Department of Microbiology and Immunology, University of Miami Miller School of Medicine, Miami, FL, United States.
Sylvester Comprehensive Cancer Center, University of Miami Miller School of Medicine, Miami, FL, United States.
Front Immunol. 2020 Sep 2;11:2060. doi: 10.3389/fimmu.2020.02060. eCollection 2020.
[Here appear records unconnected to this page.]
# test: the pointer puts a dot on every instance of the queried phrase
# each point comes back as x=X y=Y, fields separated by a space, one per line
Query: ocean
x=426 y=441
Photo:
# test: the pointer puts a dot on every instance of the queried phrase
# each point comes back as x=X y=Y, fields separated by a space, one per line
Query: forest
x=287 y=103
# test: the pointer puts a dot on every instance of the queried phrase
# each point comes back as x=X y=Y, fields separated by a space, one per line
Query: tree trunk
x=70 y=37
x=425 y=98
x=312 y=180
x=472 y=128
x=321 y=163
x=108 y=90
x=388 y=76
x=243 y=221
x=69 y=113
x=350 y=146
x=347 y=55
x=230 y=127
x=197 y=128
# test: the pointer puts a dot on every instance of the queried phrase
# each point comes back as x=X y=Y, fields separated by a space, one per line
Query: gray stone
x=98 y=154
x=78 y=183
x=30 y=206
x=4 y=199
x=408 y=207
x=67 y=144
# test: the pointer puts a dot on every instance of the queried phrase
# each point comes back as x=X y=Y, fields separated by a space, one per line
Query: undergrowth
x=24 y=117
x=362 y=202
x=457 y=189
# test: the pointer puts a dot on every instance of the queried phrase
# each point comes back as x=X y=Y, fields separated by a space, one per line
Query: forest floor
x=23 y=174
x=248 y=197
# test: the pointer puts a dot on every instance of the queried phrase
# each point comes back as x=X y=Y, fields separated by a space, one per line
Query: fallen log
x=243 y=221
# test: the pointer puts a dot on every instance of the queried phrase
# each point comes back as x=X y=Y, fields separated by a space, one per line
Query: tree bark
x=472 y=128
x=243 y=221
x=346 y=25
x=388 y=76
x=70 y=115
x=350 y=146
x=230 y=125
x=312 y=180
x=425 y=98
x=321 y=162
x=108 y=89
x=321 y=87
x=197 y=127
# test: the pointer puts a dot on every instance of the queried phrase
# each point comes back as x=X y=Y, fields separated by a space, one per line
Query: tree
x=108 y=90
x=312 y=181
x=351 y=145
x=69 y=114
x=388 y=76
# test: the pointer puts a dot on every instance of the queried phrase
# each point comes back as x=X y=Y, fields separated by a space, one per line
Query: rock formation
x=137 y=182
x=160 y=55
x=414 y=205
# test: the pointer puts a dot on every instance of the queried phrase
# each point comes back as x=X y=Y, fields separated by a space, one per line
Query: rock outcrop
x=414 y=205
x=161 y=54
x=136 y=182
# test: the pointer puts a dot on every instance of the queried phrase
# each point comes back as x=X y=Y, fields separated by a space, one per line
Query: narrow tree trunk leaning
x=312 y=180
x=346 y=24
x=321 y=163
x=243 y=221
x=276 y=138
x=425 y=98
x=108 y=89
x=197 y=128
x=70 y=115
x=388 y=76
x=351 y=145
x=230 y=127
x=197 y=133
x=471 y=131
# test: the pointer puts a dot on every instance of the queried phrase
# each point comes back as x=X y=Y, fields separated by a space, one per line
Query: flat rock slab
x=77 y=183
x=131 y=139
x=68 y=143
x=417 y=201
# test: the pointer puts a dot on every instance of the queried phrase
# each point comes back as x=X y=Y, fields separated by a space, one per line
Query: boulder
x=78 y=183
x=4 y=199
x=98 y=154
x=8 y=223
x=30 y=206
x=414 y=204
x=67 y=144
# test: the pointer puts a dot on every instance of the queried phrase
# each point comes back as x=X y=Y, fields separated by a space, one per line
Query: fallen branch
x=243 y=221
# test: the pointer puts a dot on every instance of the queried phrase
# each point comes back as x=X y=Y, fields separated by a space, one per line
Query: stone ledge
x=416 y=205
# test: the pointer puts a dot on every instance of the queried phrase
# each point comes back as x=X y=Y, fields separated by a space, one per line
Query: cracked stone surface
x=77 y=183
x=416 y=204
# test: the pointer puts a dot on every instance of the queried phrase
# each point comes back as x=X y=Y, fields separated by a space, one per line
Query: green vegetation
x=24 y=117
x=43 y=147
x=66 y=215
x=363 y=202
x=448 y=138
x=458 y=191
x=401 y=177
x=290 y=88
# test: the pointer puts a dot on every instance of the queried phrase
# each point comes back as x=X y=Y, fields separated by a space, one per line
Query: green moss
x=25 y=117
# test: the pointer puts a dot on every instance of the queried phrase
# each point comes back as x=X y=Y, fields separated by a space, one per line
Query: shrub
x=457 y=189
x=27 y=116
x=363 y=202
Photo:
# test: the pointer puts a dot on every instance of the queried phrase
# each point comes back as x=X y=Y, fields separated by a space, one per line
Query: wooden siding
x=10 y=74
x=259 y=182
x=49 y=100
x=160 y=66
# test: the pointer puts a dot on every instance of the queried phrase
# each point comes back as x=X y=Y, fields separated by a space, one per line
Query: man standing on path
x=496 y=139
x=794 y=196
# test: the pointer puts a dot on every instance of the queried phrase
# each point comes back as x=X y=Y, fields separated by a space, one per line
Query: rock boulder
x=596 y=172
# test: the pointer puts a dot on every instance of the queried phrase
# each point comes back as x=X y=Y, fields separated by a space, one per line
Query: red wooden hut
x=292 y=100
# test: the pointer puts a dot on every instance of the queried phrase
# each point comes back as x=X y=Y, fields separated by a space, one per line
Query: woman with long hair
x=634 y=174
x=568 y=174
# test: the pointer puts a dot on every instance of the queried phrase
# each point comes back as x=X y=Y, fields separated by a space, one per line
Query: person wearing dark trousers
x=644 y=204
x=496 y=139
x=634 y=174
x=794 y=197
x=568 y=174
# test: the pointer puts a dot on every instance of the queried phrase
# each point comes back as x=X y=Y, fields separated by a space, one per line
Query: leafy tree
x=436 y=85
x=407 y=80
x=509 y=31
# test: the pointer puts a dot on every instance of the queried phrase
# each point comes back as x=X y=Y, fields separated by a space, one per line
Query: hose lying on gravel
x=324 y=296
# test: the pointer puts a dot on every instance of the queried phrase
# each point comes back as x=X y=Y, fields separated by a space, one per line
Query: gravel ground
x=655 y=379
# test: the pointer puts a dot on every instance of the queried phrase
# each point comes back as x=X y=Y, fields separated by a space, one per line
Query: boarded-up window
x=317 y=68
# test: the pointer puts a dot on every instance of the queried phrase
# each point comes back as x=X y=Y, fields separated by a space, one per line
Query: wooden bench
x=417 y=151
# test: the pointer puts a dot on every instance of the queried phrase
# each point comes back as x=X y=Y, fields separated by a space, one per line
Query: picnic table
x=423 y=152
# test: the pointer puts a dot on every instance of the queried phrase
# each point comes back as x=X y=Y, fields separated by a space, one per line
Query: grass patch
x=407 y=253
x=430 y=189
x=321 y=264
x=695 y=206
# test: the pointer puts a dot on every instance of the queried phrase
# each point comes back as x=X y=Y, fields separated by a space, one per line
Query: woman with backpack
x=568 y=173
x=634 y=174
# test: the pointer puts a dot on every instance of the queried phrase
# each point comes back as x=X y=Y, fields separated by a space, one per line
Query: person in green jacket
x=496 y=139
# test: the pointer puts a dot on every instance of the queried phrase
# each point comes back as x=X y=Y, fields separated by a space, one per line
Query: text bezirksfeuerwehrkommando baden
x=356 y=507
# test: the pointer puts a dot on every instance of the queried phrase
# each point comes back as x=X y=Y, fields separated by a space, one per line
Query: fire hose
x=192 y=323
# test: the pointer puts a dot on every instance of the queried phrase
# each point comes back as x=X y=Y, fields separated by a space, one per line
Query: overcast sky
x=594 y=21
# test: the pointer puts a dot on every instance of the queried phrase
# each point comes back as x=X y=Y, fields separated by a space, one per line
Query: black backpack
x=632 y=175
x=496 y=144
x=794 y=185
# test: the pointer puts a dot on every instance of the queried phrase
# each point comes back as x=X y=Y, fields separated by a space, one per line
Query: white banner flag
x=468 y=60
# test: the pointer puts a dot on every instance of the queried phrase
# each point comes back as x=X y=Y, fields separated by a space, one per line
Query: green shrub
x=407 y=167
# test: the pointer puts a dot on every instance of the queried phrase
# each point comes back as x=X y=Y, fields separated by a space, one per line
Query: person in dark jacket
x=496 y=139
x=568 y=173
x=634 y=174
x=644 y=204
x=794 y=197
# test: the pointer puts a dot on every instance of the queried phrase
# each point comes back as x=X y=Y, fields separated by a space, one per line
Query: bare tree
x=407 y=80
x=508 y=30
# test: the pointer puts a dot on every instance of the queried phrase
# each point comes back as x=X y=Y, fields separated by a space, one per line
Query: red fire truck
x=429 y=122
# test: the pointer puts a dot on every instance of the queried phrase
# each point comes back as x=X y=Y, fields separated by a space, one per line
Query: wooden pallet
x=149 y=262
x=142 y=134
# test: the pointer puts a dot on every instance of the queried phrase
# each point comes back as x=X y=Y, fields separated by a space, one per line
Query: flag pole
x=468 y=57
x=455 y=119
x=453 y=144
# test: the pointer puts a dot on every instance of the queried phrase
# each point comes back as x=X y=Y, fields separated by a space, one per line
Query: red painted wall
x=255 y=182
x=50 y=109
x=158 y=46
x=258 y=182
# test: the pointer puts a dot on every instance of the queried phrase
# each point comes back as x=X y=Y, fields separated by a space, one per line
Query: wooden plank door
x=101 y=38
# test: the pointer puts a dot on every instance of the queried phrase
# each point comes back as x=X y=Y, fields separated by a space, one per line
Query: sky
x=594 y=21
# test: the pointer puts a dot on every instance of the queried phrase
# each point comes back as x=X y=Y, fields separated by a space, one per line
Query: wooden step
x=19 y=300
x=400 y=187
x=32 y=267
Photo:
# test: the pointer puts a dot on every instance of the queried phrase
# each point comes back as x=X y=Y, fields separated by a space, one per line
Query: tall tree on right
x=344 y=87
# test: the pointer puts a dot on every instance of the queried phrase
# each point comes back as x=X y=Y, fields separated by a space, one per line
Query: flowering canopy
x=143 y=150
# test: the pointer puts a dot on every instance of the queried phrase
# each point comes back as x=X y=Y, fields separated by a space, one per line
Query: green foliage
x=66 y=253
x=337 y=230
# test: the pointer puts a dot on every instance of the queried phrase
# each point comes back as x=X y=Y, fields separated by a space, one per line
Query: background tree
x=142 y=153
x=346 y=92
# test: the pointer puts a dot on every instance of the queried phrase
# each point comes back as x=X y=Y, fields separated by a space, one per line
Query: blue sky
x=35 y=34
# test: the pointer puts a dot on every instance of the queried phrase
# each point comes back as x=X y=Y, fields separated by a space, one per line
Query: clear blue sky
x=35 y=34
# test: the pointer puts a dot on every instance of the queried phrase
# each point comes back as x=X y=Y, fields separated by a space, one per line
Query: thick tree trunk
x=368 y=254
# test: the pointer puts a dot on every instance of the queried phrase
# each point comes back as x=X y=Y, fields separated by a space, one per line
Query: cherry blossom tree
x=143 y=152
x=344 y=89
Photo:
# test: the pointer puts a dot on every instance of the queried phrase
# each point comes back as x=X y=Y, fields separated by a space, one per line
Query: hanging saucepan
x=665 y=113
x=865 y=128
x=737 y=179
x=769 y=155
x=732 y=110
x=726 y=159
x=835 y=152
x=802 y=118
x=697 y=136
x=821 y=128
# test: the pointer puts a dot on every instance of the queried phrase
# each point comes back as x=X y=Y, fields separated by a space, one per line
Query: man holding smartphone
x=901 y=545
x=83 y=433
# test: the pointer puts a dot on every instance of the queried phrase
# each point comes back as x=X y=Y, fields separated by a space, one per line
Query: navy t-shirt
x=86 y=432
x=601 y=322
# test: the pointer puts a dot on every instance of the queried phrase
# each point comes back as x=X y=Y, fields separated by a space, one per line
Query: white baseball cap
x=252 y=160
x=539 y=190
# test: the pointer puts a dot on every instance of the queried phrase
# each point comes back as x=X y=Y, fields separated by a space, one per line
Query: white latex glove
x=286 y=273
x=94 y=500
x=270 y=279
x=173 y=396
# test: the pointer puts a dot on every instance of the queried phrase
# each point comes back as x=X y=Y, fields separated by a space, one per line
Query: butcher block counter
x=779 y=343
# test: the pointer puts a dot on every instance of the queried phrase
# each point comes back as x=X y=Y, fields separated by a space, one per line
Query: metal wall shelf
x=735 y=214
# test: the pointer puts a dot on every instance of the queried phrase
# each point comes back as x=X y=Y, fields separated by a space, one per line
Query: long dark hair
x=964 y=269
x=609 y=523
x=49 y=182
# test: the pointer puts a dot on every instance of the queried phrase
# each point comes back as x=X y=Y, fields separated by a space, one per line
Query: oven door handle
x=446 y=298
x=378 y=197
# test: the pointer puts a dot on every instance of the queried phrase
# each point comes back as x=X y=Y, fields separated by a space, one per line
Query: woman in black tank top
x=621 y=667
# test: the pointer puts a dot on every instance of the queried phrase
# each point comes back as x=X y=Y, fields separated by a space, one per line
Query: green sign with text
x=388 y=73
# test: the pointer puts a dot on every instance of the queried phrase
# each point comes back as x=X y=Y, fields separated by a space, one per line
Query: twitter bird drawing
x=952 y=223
Obesity, similar to aging, is associated with chronic low-grade systemic inflammation, known as inflammaging, and represents a significantly higher risk for developing chronic diseases typical of old age. Immune cells are recruited to the obese adipose tissue (AT) by chemotactic molecules secreted by non-immune and immune cells in the AT, both contributing to the release of several pro-inflammatory mediators that fuel local and systemic inflammation, to the refractory response of immune cells to further and stimulation and to the induction of autoimmune B cells with potentially pathogenic repertoires. In terms of molecular mechanisms involved, leptin, an adipokine secreted primarily by adipocytes, has been proposed to be involved in the reduced generation of protective antibodies, and in the increased generation of autoimmune antibodies, further supporting the concept that obesity accelerates age defects. Leptin has also been shown to induce intrinsic B cell inflammation and B cell immunosenescence. The results presented in this review highlight the importance of weight reduction programs to improve immunity and reduce the risk for developing chronic diseases in obese and older individuals.
肥胖与衰老相似,与慢性低度全身炎症有关,称为炎症衰老,代表着发展为老年期典型慢性疾病的风险显著增加。趋化分子将免疫细胞募集到肥胖的脂肪组织(AT)中,这些趋化分子由 AT 中的非免疫细胞和免疫细胞分泌,两者都有助于释放几种促炎介质,这些介质引发局部和全身炎症、免疫细胞对进一步刺激的难治性反应以及潜在致病性库的自身免疫 B 细胞的诱导。就涉及的分子机制而言,瘦素是一种主要由脂肪细胞分泌的脂肪因子,据推测它参与了保护性抗体生成减少和自身抗体生成增加,进一步支持肥胖加速年龄缺陷的概念。瘦素还被证明可诱导固有 B 细胞炎症和 B 细胞免疫衰老。本综述中提出的结果强调了减肥计划的重要性,以改善肥胖和老年人的免疫力并降低患慢性疾病的风险。